Gilligan’s happy island
My buddy Ger saw this simple poster earlier in the week and, presuming the organisers meant to say “table quiz”, he got a team together. However, when we arrived we were soon enlightened as to the error in this assumption.
Up-and-running since God was a boy (“around 20 years”), this event allows those folks so inclined as to want a quizzing ‘fix’ so sate this need every Tuesday night from October to May. To take part though, you need to be aware of the rules:
- No prearranged teams. All competitor’s names are put into a hat and drawn randomly.
- Tables exchange answer sheets with their neighbours for the purposes of correction.
- Entry fee: €3 per person. Prize: €10 per person.
- There is a rota for the role of weekly quizmaster with everyone expected to have a go at writing and reading the questions at least once during the year.
This all sounded quite cool to me. Ger’s wife Breda, on the other hand, wasn’t so keen. Not being a big quiz-head, she must have only come along at hubby’s request. While she claimed to not mind us seeing her sitting there not answering any of the questions, she didn’t want total strangers to know that she was only there, she reckoned, to make up numbers. A solution was arrived at though when the lady in charge on the night overheard the debate and said that, as we were all “newbies”, she could just put Ger and Breda’s names into the hat together. Thus they were guaranteed to be on the same team. Problem solved.

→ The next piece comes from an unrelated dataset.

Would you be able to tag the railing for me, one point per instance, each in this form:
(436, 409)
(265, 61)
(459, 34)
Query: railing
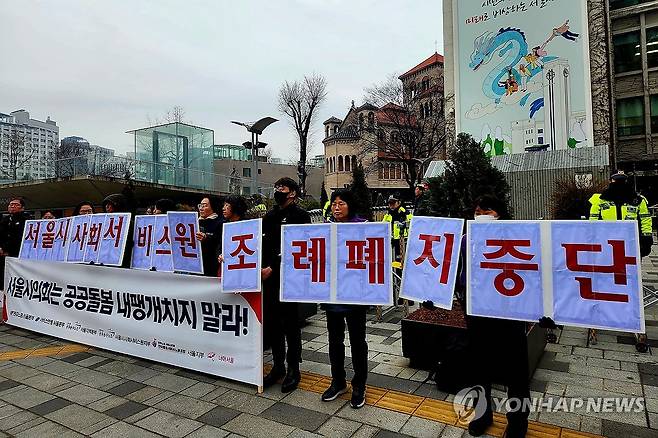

My own team, Kathleen, Michael and Ken, were experienced attendees. Eileen even informed me that she makes a point of coming in early every week so she can be sure of getting her preferred table. It was in the corner, by the open fire, so I could see why she liked it!
Last night’s questions were set (and asked) by a lady called Bernie. The mathematically challenged would possibly have struggled to get their heads around the eight rounds of 11 questions with a final picture round worth 12 points. Still, her questions were entertaining and well-researched*.
Without a (large) prize to play for, I’m glad to say that correcting by swapping with your neighbours worked well. There was no rancor or zealous competitiveness – in fact several calls of “well done” were exchanged after teams scored highly. This was truly a fun quiz in a friendly atmosphere.
My happiness at finding the event was increased even further at the end when my debut turned out to be a successful one. Our team, ‘Showery’, finished on 89 points, six ahead of our nearest rivals.
The questions we missed:
- ‘New Holland’ was the original name given to what country?
- In motor racing, what flag is waved to inform a driver that they must pull over and be overtaken by the car behind?
- How many bones are there in the adult human body?
- In what part of the orchestra would you find the Cor Anglais?
- The Nobel Prizes are awarded at a ceremony on December 10 each year. Why this date?
- Name the disease which causes inflammation in the brain and spinal membranes.
- How many countries in the world have names (in English) starting with the letter J?
- How many European countries (apart from the UK) use Greenwich Mean Time*?
- How many men have been married to Elizabeth Taylor?
Picture round; Name the country that issued each coin:
I’ve just realised I’ve lost one of the questions we got wrong. There should have been 10 of them as I know we got 11/12 in the picture round. Hopefully, you’ll forgive me.
Update: metallurgy-based answers here.
* This question was actually called out as “How many countries (apart from the UK)…” thus ignoring those in Africa that use GMT. Since the lower figure is the one that was sought, I’ve changed the question here.